Panelist Halley Suitt, author of the blog “Halley’s Comment,” discussed her blog, a mostly personal account which began with the end of her father’s life. She describes its evolution into a “sexy, spicy, saucy” weblog that’s led to her writing a fictionalized story about a corporate weblog gone bad for Harvard Business School, due to be published this fall.

Her blog now leads her nemesis, astronomer Edmond Halley, on a Google search. In fact, Halley’s Comment comes up in the No. 1 position from a Google search of “Halley.”

Don White, director of communications for Piedmont Preferred Properties, used the blog forum to describe how he’s enlisted between 5,000 and 6,000 real estate brokers to blog about their business, a forum he says is cheaper to launch than a Web site and more easily managed.

Meantime, Beverly’s Groove Networks is thought to be the first to publish a corporate blog policy with company president Ray Ozzie posting blog guidelines for employees last August. The Groove blog guidelines include avoiding mention of intellectual property, the suggestion that employees disclaim responsibility for blogging on the company’s behalf, and that Groove “may request that you temporarily confine your website or weblog commentary to topics unrelated to the company.”

Back at the Blog expo, Major Chris Chambers relayed his experience as a blogger for the U.S. Army while soldiering in Afghanistan, by reporting he was careful to “self edit.” Calling the armed forces “risk adverse in terms of public image,” he said Army brass determined a blog would be a good way to “reconnect” with youth.

Already offering a download action game, America’s Army, for this purpose, Chambers’ blog included first-hand accounts of frontline Afghani action from his laptop, accompanied by digital images taken from the window of a military Humvee.
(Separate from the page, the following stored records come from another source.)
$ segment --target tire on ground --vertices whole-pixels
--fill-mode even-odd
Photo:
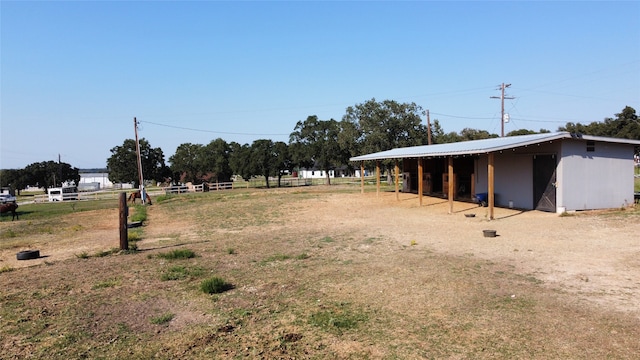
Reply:
[[[18,260],[31,260],[40,257],[40,250],[25,250],[16,254]]]

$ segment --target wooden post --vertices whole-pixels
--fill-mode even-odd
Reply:
[[[376,196],[380,196],[380,160],[376,160]]]
[[[364,194],[364,161],[360,162],[360,193]]]
[[[400,201],[400,185],[398,181],[400,180],[400,167],[398,166],[398,159],[396,159],[396,200]]]
[[[494,159],[493,159],[493,153],[489,153],[489,168],[487,169],[487,173],[489,175],[489,179],[488,179],[488,183],[489,183],[489,194],[487,195],[487,202],[489,203],[489,220],[493,220],[493,202],[494,202],[494,197],[493,197],[493,192],[495,191],[494,188],[494,175],[493,175],[493,171],[494,171],[494,163],[493,163]]]
[[[453,156],[449,156],[449,214],[453,214],[453,193],[455,190],[453,176]]]
[[[471,174],[471,196],[476,196],[476,174]]]
[[[120,209],[120,250],[129,250],[129,238],[127,233],[127,216],[129,208],[127,207],[127,193],[121,192],[119,199]]]
[[[422,172],[422,158],[418,158],[418,199],[420,206],[422,206],[422,177],[424,176]]]

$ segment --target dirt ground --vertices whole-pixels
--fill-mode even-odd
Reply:
[[[611,212],[560,216],[496,208],[495,220],[489,221],[488,209],[475,204],[456,202],[454,213],[448,214],[446,200],[424,197],[419,206],[416,194],[400,194],[396,199],[393,192],[329,194],[320,200],[292,204],[290,210],[294,216],[288,216],[284,224],[268,226],[383,237],[395,241],[396,247],[400,244],[501,263],[545,286],[573,294],[585,306],[640,318],[640,223],[629,220],[637,217]],[[138,244],[141,249],[158,247],[167,234],[175,232],[181,234],[182,241],[199,240],[195,222],[167,221],[155,215],[154,207],[149,207],[148,213],[152,226],[145,228],[145,239]],[[99,220],[90,219],[90,213],[73,216],[81,221],[86,217],[91,231],[80,232],[80,237],[66,236],[64,242],[46,234],[34,237],[30,248],[37,247],[42,255],[37,260],[17,261],[16,252],[23,248],[3,248],[0,268],[58,262],[83,252],[118,247],[117,210],[105,212]],[[0,229],[8,226],[8,222],[0,223]],[[486,229],[496,230],[497,236],[484,237]]]

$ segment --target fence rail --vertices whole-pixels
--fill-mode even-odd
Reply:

“It was personal to a degree, but always in line with our strategy,” he said. “It seemed like a natural way to connect players of our game with a real person and real experiences. We ran it like a business, but gave it away for free.”

Posting under the pseudonym “Scorpio” for security reasons, Chambers said the Army “looked hard” without success for an American serviceman in Iraq to also blog for the action game. At the other end, the Army connected game players with game developers.

Chambers said the blog was successful in attracting players to the game, evident by an increased number of hits to the site. Dialog indicated they were reaching the demographic they wanted — young males with an interest in the military and guns.

The Army major’s business blog illustrates the potential that for-profit businesses could realize, as did a report from one conference attendee who said he found a paying sponsor for his business blog.

Lawler told attendees they’re leading the non-blogging world by five years.

“We’re so far ahead,” he said. “It’s phenomenal.”

Still, predict experts, blogs started with the tech-savvy audience, will move to the media and next, to business.

With that said, Lawler predicts it’ll be a while before we see a blog for Cheerios.